The government used only Sh350.7 billion out of the Sh818.3 billion it borrowed in the year to June 2024 on development activities.

Photo credit: Shutterstock

The government used only Sh350.7 billion out of the Sh818.3 billion it borrowed in the year to June 2024 on development activities, breaching a legal requirement that all borrowed funds be used on projects.

This means that more than half (57 percent) of the borrowings were used to fund recurrent activities such as salaries and allowances in breach of the Public Finance Management (PFM) Act 2012.

The revelation also highlights the cash flow pressures the government operated under in the days leading to 2024 tax proposals that caused countrywide protests last year.

In the 2025 Budget Policy Statement (BPS), the Treasury made the revelation that less than half of borrowings went into funding development activities during the year to June 2024.

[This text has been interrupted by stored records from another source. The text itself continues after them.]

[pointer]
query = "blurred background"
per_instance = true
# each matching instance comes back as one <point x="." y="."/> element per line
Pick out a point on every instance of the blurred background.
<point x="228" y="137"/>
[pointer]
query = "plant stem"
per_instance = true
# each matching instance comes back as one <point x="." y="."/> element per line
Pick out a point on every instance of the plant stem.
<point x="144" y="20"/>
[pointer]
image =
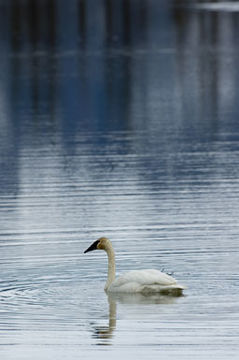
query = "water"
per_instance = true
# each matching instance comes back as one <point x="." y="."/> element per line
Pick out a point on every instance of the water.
<point x="122" y="123"/>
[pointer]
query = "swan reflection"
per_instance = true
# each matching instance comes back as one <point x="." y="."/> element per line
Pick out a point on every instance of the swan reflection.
<point x="106" y="332"/>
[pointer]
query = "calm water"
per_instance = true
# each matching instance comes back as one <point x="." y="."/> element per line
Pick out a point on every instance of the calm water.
<point x="120" y="122"/>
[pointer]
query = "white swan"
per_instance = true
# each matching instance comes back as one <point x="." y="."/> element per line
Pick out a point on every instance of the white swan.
<point x="136" y="281"/>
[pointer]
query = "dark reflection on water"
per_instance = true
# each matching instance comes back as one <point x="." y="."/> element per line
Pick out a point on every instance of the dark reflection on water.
<point x="118" y="118"/>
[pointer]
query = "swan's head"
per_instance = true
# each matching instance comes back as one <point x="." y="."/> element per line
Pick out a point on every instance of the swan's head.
<point x="100" y="244"/>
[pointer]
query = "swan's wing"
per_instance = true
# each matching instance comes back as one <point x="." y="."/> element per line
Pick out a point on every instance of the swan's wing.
<point x="144" y="277"/>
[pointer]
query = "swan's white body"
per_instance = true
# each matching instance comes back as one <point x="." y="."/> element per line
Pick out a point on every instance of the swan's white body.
<point x="136" y="281"/>
<point x="144" y="281"/>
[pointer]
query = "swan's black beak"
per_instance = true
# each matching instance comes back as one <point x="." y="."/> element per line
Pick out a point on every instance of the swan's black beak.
<point x="92" y="247"/>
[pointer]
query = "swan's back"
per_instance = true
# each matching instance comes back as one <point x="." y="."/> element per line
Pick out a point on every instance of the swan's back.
<point x="145" y="281"/>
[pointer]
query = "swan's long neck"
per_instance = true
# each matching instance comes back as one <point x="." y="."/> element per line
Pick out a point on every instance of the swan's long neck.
<point x="111" y="265"/>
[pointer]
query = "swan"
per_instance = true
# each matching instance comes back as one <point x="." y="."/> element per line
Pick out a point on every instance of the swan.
<point x="146" y="281"/>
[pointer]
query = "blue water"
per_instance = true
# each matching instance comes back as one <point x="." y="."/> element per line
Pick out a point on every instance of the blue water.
<point x="118" y="122"/>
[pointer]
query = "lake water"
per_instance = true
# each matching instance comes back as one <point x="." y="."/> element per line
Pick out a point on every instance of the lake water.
<point x="118" y="122"/>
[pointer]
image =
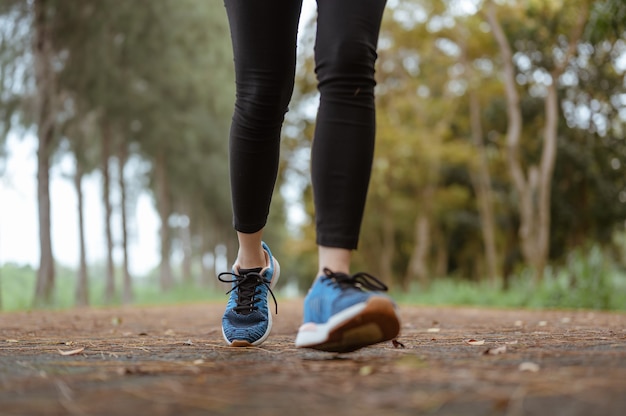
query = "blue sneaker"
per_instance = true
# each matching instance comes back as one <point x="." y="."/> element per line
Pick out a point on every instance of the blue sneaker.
<point x="340" y="316"/>
<point x="247" y="320"/>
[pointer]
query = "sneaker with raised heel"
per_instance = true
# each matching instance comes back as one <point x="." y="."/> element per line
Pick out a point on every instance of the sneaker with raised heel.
<point x="247" y="320"/>
<point x="343" y="313"/>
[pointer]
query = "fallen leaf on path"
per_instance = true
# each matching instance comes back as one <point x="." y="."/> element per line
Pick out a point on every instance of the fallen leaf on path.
<point x="496" y="350"/>
<point x="366" y="370"/>
<point x="529" y="366"/>
<point x="397" y="343"/>
<point x="474" y="342"/>
<point x="72" y="352"/>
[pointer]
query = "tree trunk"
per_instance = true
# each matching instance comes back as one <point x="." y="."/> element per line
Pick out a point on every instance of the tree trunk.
<point x="418" y="264"/>
<point x="164" y="206"/>
<point x="127" y="290"/>
<point x="185" y="238"/>
<point x="534" y="192"/>
<point x="44" y="78"/>
<point x="482" y="184"/>
<point x="109" y="291"/>
<point x="387" y="250"/>
<point x="82" y="285"/>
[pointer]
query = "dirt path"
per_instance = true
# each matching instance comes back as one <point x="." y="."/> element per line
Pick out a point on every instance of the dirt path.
<point x="172" y="361"/>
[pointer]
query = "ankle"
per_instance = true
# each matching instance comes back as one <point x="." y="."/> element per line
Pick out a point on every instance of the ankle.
<point x="335" y="259"/>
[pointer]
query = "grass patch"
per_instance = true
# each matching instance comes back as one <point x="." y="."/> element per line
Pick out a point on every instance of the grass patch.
<point x="588" y="279"/>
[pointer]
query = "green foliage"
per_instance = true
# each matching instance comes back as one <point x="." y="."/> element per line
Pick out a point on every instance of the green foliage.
<point x="17" y="287"/>
<point x="588" y="280"/>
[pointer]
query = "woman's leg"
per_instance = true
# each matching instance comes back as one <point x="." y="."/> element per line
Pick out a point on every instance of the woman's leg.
<point x="264" y="36"/>
<point x="343" y="147"/>
<point x="344" y="312"/>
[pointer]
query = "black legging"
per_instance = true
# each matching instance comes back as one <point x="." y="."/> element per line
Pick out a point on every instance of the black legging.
<point x="264" y="43"/>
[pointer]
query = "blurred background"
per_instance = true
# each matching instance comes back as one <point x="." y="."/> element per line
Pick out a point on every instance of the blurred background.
<point x="499" y="176"/>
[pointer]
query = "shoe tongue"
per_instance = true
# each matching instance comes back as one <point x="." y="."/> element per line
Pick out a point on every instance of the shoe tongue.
<point x="246" y="291"/>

“In the financial year 2023/24, Sh350.7 billion out of total borrowing of Sh818.3 billion were used for development expenditure purposes,” Treasury notes in the BPS.

Spending borrowed funds on non-development activities breaches section 15(2) of the PFM Act.

While addressing salary delays for public servants and delays to send money to counties in April 2023, the President was categorical that the government would not resort to using borrowed funds to fund recurrent activities, a promise he appears to have since reneged on.

“We are not going to borrow money to pay salaries,” the President said amid pressure that followed salary delays and fears of disruption of services at the time.

While the portion of borrowing the Treasury says was used to fund development (Sh350.7 billion) remains the same as the figure it disclosed in the 2024 budget review and outlook paper (Brop), the amount used to fund recurrent activities has gone upwards by Sh52 billion.

In the 2024 Brop, Treasury indicated that the government had used Sh415.7 billion of the borrowings in 2023/24 fiscal year to fund recurrent activities, which has now gone up to Sh467.6 billion.

This was after the Treasury disclosed in the 2025 BPS that total borrowings in the 2023/24 fiscal year amounted to Sh818.3 billion, as opposed to the figure of Sh766.4 billion that it had referred to as total borrowings in the Brop.

Treasury, however, maintains that it will adhere to legal requirements to only use government borrowings to finance development expenditure.

“The Government is committed and continues to adhere to this principle by ensuring that Government borrowing is used to finance development expenditure,” it says.